Thursday, November 8, 2012

worry warrior

I'm a worrier. Plain and simple. I worry about whether it's going to rain tomorrow to prevent my hubby from putting in his hours at work. I worry about my kids getting sick - especially this time of year. I worry about what someone is going to think if I give my opinion on something that goes against the grain. I worry about the fact that I might not be the best person to be teaching my girls how to play the piano. I worry about Malia struggling with reading. I worry about raising teenage daughters in the coming years. I worry about gaining my weight back. I worry about offending people with the way I often withdraw from social situations. I worry about how much I worry.

I used to always wonder why worry was considered a sin. Afterall, it's a feeling right? And aren't we entitled to feel the way we feel? 

But over the last many years, the reasoning behind that has begun to make sense to me. I found an article written by Dr. Larry Ollison that explains it really well, and here are a few excerpts from it:

"Worry, which is a type of fear, is the opposite of faith. In the English language we have words that have opposite meanings. If I were to ask you the opposite of hot, you would immediately say cold. If I asked you the opposite of up, you would quickly say down. If I asked you the opposite of east, you would immediately say west. Why? Because they are opposites. They not only are opposed to each other, they can not exist together at the same time.

Sometimes when you translate from one language to another, the meaning can be lost. That’s the case with worry. In the Hebrew language the opposite of worry is faith. Remember worry is a type of fear.

In the same way that you can not be going up and down at the same time because they are opposites, you can not be in worry and be in faith at the same time. When you are in faith, you are not in worry. And when you are in worry, you are not in faith."

He goes on to say:

"Worry is a tool of Satan. He knows that if he can get you to worry, you will not be in faith. When you are not in faith, you will be ineffective as a Christian. So today I will tell you the same thing Jesus did. Do not worry. No matter how bad things look, do not worry."

My worry is a sin because it means I am not trusting in God. Yes, feelings are feelings - but it's how you react to those feelings that can cause something sinful. And if I am consumed with worry about one thing and another...and another...and another...that's the complete opposite of faith and without faith I will be ineffective as a Christian.

As humans, sinning is inevitable.
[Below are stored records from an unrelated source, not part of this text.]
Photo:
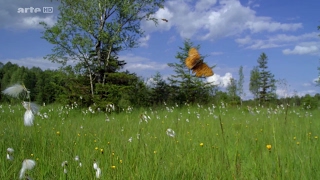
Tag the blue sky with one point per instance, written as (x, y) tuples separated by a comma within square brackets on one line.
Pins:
[(231, 33)]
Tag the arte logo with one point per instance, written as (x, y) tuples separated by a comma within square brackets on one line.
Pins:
[(36, 10)]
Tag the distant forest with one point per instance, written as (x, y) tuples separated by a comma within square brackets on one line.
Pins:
[(122, 89)]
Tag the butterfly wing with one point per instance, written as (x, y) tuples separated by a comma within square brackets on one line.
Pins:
[(193, 58), (202, 69)]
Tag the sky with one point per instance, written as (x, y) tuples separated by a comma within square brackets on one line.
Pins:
[(231, 33)]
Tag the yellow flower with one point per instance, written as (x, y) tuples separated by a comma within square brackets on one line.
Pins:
[(269, 147)]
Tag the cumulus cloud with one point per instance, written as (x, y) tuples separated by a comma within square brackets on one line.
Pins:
[(144, 41), (277, 40), (141, 64), (209, 20), (222, 81), (302, 50)]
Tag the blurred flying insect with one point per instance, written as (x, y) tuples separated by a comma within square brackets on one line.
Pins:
[(196, 64), (165, 20)]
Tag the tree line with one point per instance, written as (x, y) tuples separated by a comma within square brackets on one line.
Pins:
[(91, 34)]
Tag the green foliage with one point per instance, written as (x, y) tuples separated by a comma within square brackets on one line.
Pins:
[(241, 93), (254, 82), (99, 29), (232, 90), (204, 147)]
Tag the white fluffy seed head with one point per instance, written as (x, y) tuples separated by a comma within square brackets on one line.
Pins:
[(15, 90), (28, 118)]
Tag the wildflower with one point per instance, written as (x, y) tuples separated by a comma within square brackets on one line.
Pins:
[(64, 163), (10, 150), (78, 159), (98, 173), (170, 132), (269, 147), (95, 165), (9, 154), (28, 118), (27, 164)]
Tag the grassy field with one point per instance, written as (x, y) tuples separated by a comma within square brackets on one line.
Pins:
[(209, 142)]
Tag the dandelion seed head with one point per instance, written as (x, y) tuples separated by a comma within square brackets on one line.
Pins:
[(28, 118)]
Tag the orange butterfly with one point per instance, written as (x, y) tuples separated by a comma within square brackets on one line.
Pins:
[(165, 20), (197, 65)]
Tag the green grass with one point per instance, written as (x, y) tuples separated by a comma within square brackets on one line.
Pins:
[(234, 149)]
We all sin each and every day. So yes, there will be times when I will still worry - and therefore be without faith. But my prayer is that I can recognize it as the sin that it is, repent, and start with a clean slate day after day. I want to give my worry to God instead of my worry taking away from God.

This "worry-wart" has a lot of work to do in this area...but I'm going to do my best!


LaughingLady said...

Ugh, another one of life's never-ending battles. At least, for most of us! This one comes and goes for me, but I've found there seems to be a link between worry/self-pity and how faithful I am with my Bible reading and praying on my daily walk. I don't think that's a coincidence!!

Jenn said...

I struggle with worry too. My mom always tells me the same thing that you talked about here - worrying means lack of faith. And if you really think about it, worrying can't change what's going to happen. Giving it to God makes everything so much easier to handle - but giving it isn't always so easy. :)

Karen said...

I'm in that same boat. I guess my worry or fear is about the world around me. And I'm with you, in that its a lack of faith. I'm old enough to know better, and what I actually recognize when I have anxiety, is that I get paralyzed by the fears, I'm literally good for nothing. I am sooooo thankful that I can go to God, repent, confess that I actually KNOW and have e/per I ended HIS faithfulness, to me, but all through history. And it sends me to His word, to podcasts of sermons, to encouraging blogs like yours, and to desire to be more faithful! Thanks for posting this, how'd you now its one of those times lol? Karen

TammyIsBlessed said...

It's one of those realizations that you have to come to on your own in order for it to be of any help. But once you've acknowledged it, you can now fight it! Praying for you in this struggle. We all have them, thank you for being transparent with yours.

Kathy and Carl said...

The snippets of the article were really thought provoking. Thanks for being open and sharing.